Find directories with lots of files in

Solution 1:

Check /lost+found in case there was a disk problem and a lot of junk ended up being detected as separate files, possibly wrongly.

Check iostat to see if some application is still producing files like crazy.

find / -xdev -type d -size +100k will tell you if there's a directory that uses more than 100kB of disk space. That would be a directory that contains a lot of files, or contained a lot of files in the past. You may want to adjust the size figure.

I don't think there's a combination of options to GNU du to make it count 1 per directory entry. You can do this by producing the list of files with find and doing a little bit of counting in awk. Here is a du for inodes. Minimally tested, doesn't try to cope with file names containing newlines.

#!/bin/sh
find "$@" -xdev -depth | awk '{
    depth = $0; gsub(/[^\/]/, "", depth); depth = length(depth);
    if (depth < previous_depth) {
       # A non-empty directory: its predecessor was one of its files
       total[depth] += total[previous_depth];
       print total[previous_depth] + 1, $0;
       total[previous_depth] = 0;
    }
    ++total[depth];
    previous_depth = depth;
}
END { print total[0], "total"; }'

Usage: du-inodes /. Prints a list of non-empty directories with the total count of entries in them and their subdirectories recursively. Redirect the output to a file and review it at your leisure. sort -k1nr <root.du-inodes | head will tell you the biggest offenders.

Solution 2:

You can check with this script:

#!/bin/bash

if [ $# -ne 1 ];then
  echo "Usage: `basename $0` DIRECTORY"
  exit 1
fi

echo "Wait a moment if you want a good top of the bushy folders..."

find "$@" -type d -print0 2>/dev/null | while IFS= read -r -d '' file; do 
    echo -e `ls -A "$file" 2>/dev/null | wc -l` "files in:\t $file"
done | sort -nr | head | awk '{print NR".", "\t", $0}'

exit 0

This prints the top 10 subdirectories by file count.
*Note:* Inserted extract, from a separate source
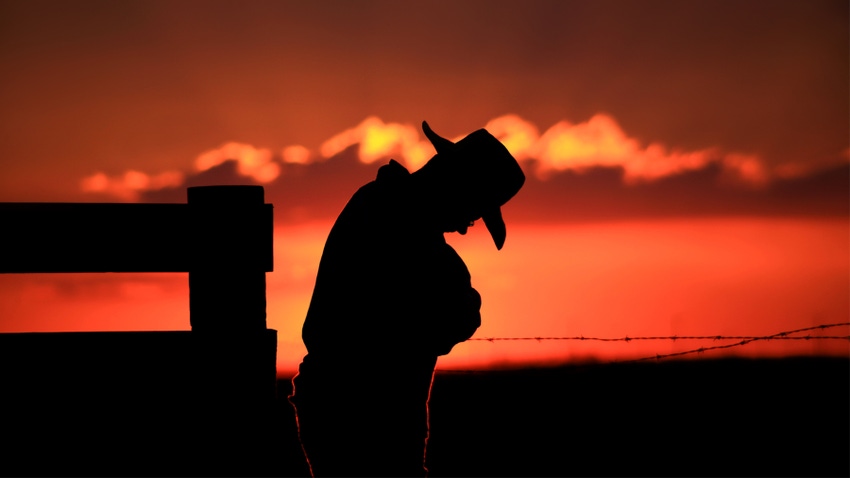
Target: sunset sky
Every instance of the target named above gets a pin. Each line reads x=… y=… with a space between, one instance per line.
x=688 y=162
If you want a top x, change head with head -n x, where x is a natural number bigger than 0.

For 100% sure results, run this script with root privileges:

top-bushy-folders

Solution 3:

Often faster than find, if your locate database is up to date:

# locate '' | sed 's|/[^/]*$|/|g' | sort | uniq -c | sort -n | tee filesperdirectory.txt | tail

This dumps the entire locate database, strips off everything past the last '/' in the path, then the sort and "uniq -c" get you the number of files/directories per directory. "sort -n" piped to tail to get you the ten directories with the most things in them.

Solution 4:

a bit old thread but interesting so I suggest my solutions.
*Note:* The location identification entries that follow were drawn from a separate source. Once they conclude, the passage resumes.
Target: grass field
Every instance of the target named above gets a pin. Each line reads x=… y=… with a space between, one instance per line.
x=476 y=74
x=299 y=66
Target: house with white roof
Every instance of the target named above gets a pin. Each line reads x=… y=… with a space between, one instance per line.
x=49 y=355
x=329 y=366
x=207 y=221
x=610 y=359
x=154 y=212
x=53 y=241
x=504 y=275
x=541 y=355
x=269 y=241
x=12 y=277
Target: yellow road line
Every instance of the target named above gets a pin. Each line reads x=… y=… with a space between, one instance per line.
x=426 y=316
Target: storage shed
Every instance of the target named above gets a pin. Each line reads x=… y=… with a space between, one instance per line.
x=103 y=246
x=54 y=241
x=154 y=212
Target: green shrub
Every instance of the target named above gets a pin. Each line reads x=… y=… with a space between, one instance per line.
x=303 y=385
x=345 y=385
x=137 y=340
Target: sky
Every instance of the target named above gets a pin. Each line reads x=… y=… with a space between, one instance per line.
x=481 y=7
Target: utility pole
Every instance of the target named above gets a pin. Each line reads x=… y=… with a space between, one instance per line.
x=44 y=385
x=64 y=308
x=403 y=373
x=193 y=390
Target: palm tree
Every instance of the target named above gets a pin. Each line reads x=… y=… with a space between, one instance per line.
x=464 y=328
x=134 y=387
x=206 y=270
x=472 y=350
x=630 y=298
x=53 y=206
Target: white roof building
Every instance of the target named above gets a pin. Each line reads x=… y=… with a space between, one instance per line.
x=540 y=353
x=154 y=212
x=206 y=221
First uses few piped commands and it finds directories with over 1000 files inside:

find / -type d  |awk '{print "echo -n "$0" ---- ; ls -1 "$0" |wc -l "}'|bash |awk -F "----" '{if ($2>1000) print $1}'

Second is simple. It just try to find directories that have size over 4096B. Normally empty directory has 4096B on the ext4 filesystem i 6B on the xfs:

find / -type d -size +4096c

You can adjust it of course but I believe that it should work in most cases with such value.

Solution 5:

Another suggest:

http://www.iasptk.com/20314-ubuntu-find-large-files-fast-from-command-line

Use these searches to find the largest files on your server.

Find files over 1GB

sudo find / -type f -size +1000000k -exec ls -lh {} \;

Find files over 100MB

sudo find / -type f -size +100000k -exec ls -lh {} \;

Find files over 10MB

sudo find / -type f -size +10000k -exec ls -lh {} \;

The first part is the find command using the "-size" flag to find files over different sizes measured in kilobytes.

The last bit on the end starting with "-exec" allows to specify a command we want to execute on each file we find. Here the "ls -lh" command to include all the information seeing when listing the contents of a directory. The h towards the end is especially helpful as it prints out the size of each file in a human readable format.